And onReceivedSslError would cover the self-signed scenario, but it wouldn't 
cover the real pinning scenario with a properly signed cert, because it gets 
invoked only on a handshake failure, not a handshake success.

On Jan 14, 2014, at 11:38 AM, Marcel Kinard <cmarc...@gmail.com> wrote:

> I've played with that recently, and it may do most of what you want. 
> 
> The method CordovaWebViewClient.onReceivedSslError does get called when 
> attempting an SSL handshake with a server that has a self-signed cert. I 
> tested this using <a href> and window.open(_self).
> 
> When setting the app to debuggable=true in AndroidManifest.xml, the 
> onReceivedSslError() method will treat this as a special case, and basically 
> ignore the SSL error by always calling SslErrorHandler.proceed(). Once 
> proceed() has been called, subsequent SSL connections to that server will not 
> result in onReceivedSslError() getting called - once that self-signed cert 
> has been accepted, subsequent requests are considered accepted also. This 
> "acceptance" is persistent only for the duration of a single application 
> execution - if the application is restarted, it forgets the acceptance. 
> According to the docs, WebView.clearSslPreferences() might reset that.
> 
> When using debuggable=false, it takes a different path in 
> onReceivedSslError() and it doesn't eat the error, and the connection fails. 
> I think at this point what you'd want to do is inspect the cert to see if it 
> matches what you want, and then call proceed() if it is good.
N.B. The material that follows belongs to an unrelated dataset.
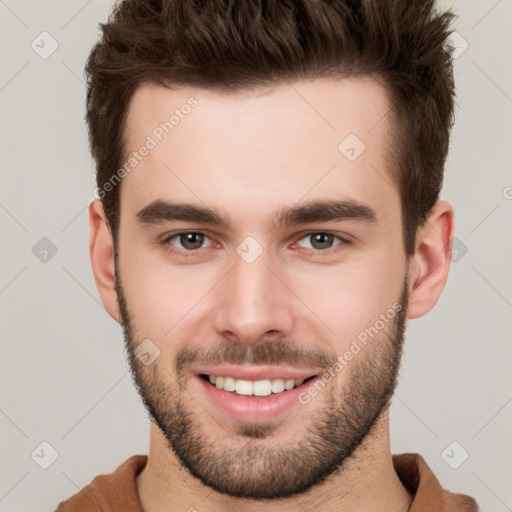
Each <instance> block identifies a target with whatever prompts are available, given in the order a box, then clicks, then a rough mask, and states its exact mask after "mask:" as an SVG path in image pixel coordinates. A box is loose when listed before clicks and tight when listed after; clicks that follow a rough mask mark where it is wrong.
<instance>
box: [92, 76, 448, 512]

However, I 
> think the last sticking point (from what I see in the javadocs) is that 
> although you are handed an SslCertificate object in onReceivedSslError, the 
> methods on SslCertificate will get you only the human-readable info (self DN, 
> issuer DN, valid date) and not the actual public key. So all you can check is 
> the DN, which I don't think is good enough. I don't see a way to work around 
> that by getting the raw pem or similar.
> 
> On Jan 14, 2014, at 10:42 AM, Andrew Grieve <agri...@chromium.org> wrote:
> 
>> Actually, looking again, there's a custom API just for SSL certs that
>> will provide you the cert to check: onReceivedSslError().